How do you determine how far to normalize a database?

You want to start designing a normalized database up to 3rd normal form. As you develop the business logic layer you may decide you have to denormalize a bit but never, never go below the 3rd form. Always, keep 1st and 2nd form compliant. You want to denormalize for simplicity of code, not for performance. Use indexes and stored procedures for that :)

The reason not "normalize as you go" is that you would have to modify the code you already have written most every time you modify the database design.

There are a couple of good articles:

http://www.agiledata.org/essays/dataNormalization.html


@GrizzlyGuru A wise man once told me "normalize till it hurts, denormalize till it works".

It hasn't failed me yet :)

I disagree about starting with it in un-normalized form however, in my experience its' been easier to adapt your application to deal with a less normalized database than a more-normalized one.

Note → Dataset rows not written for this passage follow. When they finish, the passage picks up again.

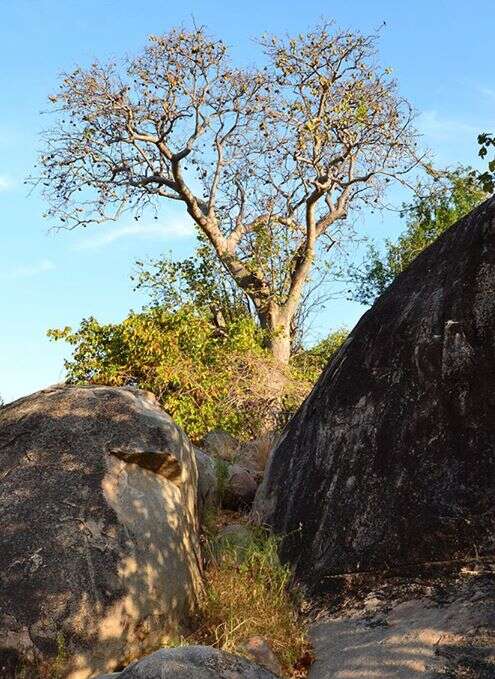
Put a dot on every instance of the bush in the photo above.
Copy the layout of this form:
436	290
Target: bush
206	377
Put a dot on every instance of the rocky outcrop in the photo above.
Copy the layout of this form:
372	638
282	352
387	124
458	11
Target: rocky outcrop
437	630
390	461
99	558
207	482
194	662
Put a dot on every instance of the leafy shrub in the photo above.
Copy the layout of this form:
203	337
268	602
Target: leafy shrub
205	377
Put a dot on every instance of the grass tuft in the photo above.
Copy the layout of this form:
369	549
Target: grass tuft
247	594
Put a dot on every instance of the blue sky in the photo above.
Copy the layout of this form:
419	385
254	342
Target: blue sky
441	52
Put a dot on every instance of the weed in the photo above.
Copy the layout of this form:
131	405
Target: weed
247	594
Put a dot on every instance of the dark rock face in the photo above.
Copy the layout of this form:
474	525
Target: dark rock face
391	459
99	547
194	662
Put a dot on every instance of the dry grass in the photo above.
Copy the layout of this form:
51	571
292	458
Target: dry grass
247	594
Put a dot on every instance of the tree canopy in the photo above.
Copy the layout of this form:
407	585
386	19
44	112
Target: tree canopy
268	162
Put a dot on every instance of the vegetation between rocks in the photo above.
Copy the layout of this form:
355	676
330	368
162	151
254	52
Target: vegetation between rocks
249	592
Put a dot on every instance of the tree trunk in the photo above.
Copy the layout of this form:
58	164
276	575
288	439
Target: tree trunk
277	327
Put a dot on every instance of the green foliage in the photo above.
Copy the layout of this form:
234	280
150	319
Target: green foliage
205	377
427	217
309	364
179	356
248	593
200	280
487	178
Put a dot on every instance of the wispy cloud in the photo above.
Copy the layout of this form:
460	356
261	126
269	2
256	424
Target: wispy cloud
101	238
487	92
439	128
5	183
27	270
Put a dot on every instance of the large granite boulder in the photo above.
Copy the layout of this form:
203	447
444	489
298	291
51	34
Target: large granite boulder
194	662
99	557
391	459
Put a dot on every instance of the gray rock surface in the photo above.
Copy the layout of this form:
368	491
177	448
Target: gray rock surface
99	555
242	484
254	454
194	662
445	633
390	461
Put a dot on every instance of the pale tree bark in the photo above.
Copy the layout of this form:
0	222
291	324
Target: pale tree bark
267	163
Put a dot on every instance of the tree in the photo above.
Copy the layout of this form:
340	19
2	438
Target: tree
200	281
268	163
451	196
487	178
203	378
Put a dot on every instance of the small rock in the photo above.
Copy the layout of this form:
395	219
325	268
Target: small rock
221	444
260	651
241	487
235	537
194	662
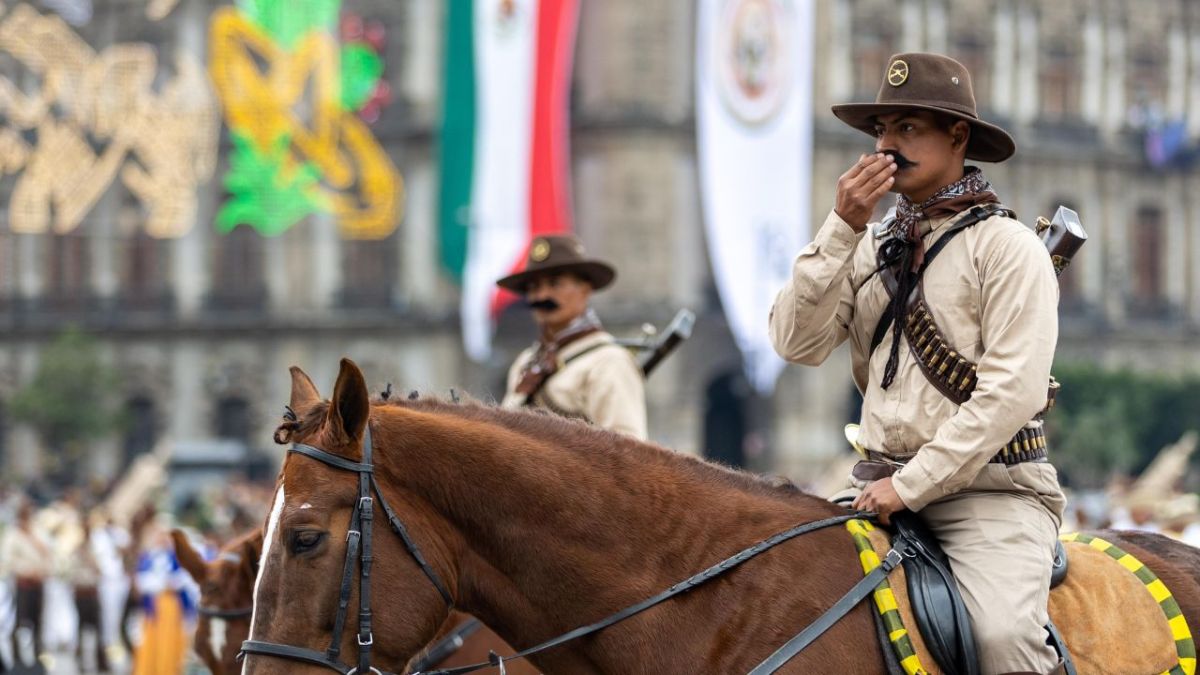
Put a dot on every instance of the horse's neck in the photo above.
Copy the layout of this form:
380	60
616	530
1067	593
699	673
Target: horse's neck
553	538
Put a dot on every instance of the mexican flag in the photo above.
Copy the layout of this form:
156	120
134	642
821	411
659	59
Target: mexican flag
504	145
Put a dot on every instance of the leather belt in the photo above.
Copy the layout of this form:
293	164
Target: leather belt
1029	444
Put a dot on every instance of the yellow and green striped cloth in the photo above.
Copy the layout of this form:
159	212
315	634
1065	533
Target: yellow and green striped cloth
903	646
1179	623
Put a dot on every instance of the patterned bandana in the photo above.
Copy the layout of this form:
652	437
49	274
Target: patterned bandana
909	254
969	191
545	360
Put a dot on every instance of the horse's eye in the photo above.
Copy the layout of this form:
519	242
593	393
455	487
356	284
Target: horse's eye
306	541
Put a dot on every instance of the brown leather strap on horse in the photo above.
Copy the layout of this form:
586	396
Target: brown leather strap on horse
726	565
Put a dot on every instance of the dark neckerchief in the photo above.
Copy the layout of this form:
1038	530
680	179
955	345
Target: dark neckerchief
909	254
545	360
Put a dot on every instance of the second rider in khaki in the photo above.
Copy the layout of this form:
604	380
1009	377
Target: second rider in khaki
993	293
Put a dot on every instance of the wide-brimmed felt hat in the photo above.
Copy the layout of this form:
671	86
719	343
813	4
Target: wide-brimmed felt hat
559	254
930	82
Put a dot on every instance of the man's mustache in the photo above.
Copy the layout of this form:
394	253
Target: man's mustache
546	305
901	161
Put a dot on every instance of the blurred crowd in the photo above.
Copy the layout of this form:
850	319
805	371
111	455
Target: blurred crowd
94	578
91	577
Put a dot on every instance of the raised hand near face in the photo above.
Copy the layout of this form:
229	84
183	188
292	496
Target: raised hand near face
862	187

It could also lead to situations where its' working "well enough" so you never get around to normalizing it (until its' too late!)


Jeff has a pretty good overview of his philosophy on his blog: Maybe normalization isn't normal. The main thing is: don't overdo normalization. But I think an even bigger point to take away is that it probably doesn't matter too much. Unless you're running the next Google, you probably won't notice much of a difference until your application grows.


Normalization means eliminating redundant data. In other words, an un-normalized or de-normalized database is a database where the same information will be repeated in multiple different places. This means you have to write more complex update statement to ensure you update the same data everywhere, otherwise you get inconsistent data which in turn means the output of queries is unrealiable.

This is a pretty huge problem, so I would say denormalization hurts, not the other way around.

In some case you may deliberately decide to denormalize specific parts of a database, if you judge that the benefit outweighs the extra work in updating data and the risk of data corruption. For example with datawarehouses, where data is aggregated for performance reasons, and data if often not updated after the initial entry which reduce the risk of inconsistencies.

But in general be weary of denormalizing for performance. For example the performance benefit of a denormalized join can typically be achieved by using materialized view (also called indexed view), which will be as fast as querying a denormalized table, but still protects the consistency of the data.